L’entrée en vigueur du régime forestier, en 2013, a fait en sorte que ce n’est plus l’industrie forestière qui planifie les différentes consultations avec les Atikamekw. « C’est le ministère qui a pris ce rôle-là. Ce n’est pas nous qui choisissons les prescriptions sylvicoles, on ne décide pas de la planification des secteurs qui vont être récoltés », nuance-t-il.

Dans le cadre des mesures d’harmonisation, ce sont les forestiers qui ont le devoir d’exécuter les travaux. « Nous sommes l’entrepreneur qui exécute les contrats pour le ministère de la Forêt, de la Faune et des Parcs (MFFP). C’est le ministère qui s’occupe de la planification de la récolte », ajoute M. Despins.

Advenant l’imposition d’un moratoire, les forestiers subiraient les contrecoups des négociations, si elles ne se déroulent pas bien, entre les Atikamekw et Québec.

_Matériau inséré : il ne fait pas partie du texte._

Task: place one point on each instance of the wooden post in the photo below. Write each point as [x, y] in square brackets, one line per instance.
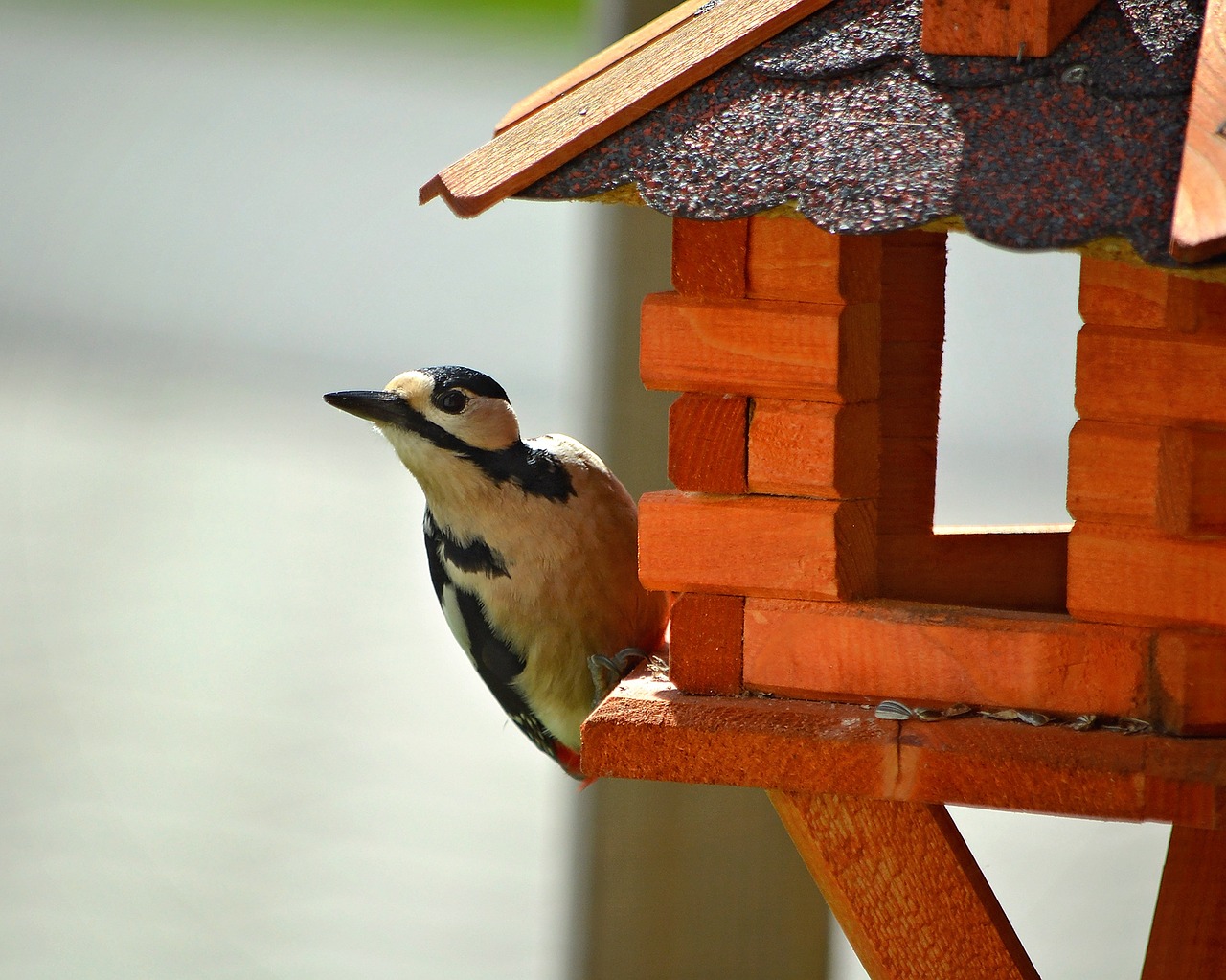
[1188, 939]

Il rappelle que 60 000 emplois découlent directement de l’industrie de la forêt, un nombre qui va doubler si on tient compte des emplois indirects : « Une fermeture aurait des impacts importants, pas seulement pour la Coopérative, mais pour toute l’industrie forestière de la Maurice. Ce qu’on privilégie, c’est le dialogue. Par contre, n’étant pas partie prenante de la solution, on envisage un dialogue entre le ministère et les Atikamekw ».

Il croit que le régime forestier doit être réactualisé ou faire l’objet d’une refonte majeure, puisqu’il semblait plus facile, avant son adoption, d’harmoniser les opérations quand c’était l’industrie forestière qui voyait à la planification.

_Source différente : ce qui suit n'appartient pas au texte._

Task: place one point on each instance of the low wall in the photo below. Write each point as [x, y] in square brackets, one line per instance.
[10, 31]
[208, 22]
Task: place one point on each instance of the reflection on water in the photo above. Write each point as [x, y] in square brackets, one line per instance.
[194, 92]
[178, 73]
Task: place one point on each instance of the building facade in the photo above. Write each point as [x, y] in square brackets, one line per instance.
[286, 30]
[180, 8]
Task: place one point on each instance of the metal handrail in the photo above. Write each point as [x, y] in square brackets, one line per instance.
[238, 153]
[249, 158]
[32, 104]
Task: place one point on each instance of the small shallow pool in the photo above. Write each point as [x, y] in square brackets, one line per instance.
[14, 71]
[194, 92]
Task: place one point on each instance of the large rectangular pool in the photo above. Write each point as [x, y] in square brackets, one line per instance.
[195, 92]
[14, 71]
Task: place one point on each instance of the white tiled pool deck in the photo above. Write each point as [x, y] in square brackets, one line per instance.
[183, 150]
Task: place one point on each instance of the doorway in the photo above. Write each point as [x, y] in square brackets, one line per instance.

M. Despins rappelle que l’industrie forestière donne accès à la forêt aux villégiateurs, aux cueilleurs, aux gens qui possèdent des chalets de même qu’à ceux qui fréquentent les Zecs et les pourvoiries en ouvrant des chemins.

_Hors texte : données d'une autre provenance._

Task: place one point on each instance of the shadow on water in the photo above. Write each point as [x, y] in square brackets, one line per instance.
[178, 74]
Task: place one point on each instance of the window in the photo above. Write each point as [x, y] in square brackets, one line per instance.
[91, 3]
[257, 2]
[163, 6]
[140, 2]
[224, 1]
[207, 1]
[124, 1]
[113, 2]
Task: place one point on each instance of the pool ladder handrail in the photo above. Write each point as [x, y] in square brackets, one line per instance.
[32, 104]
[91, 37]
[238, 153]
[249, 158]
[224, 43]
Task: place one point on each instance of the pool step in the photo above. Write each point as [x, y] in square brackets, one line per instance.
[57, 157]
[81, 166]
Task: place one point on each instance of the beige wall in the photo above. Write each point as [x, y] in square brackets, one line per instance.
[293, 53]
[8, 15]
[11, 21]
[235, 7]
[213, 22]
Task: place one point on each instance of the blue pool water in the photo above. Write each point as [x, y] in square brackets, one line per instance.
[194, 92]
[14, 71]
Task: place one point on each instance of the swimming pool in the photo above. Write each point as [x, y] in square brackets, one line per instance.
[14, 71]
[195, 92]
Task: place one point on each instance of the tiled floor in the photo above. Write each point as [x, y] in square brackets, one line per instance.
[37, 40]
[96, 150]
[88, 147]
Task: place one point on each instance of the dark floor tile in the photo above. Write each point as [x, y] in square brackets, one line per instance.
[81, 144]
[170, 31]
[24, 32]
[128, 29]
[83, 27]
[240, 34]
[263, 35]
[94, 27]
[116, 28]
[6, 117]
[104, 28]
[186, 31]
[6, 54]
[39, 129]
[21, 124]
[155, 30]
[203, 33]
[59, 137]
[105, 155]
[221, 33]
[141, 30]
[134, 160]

« En période de pandémie, les habitudes des Québécois ont changé, il y a beaucoup plus de permis de pêche et de chasse qui se sont vendus. C’est grâce à l’industrie forestière qui donne accès à la forêt ».

La Régime d’aménagement durable des forêts est un des plus rigoureux mondialement, fait également valoir le directeur général de la Coopérative forestière, qui évoque au passage que l’industrie forestière s’est positionnée comme un acteur majeur face aux changements climatiques.

Il explique que la forêt a un cycle et les arbres qui ne sont pas récoltés peuvent tomber au vent, être dévorés par les insectes et être ravagés dans un incendie forestier. Un arbre qui tombe risque de causer davantage d’effet de serre qu’un arbre récolté, qui est ensuite utilisé, par exemple, pour la construction.

« C’est prouvé scientifiquement que les arbres d’entre 10 et 30 ans d’âge vont capter beaucoup plus de carbone que les arbres matures, au-delà de 30 ans jusqu’en fin de vie », détaille aussi M. Despins, faisant allusion aux opérations de reboisement de l’industrie forestière.

On refuse de se positionner davantage, car au-delà de la question forestière, il subsiste des enjeux politiques relatifs aux revendications territoriales des Atikamekw.

Comptant une quarantaine de membres, la Coopérative forestière donne du travail à 150 personnes en Haute-Mauricie.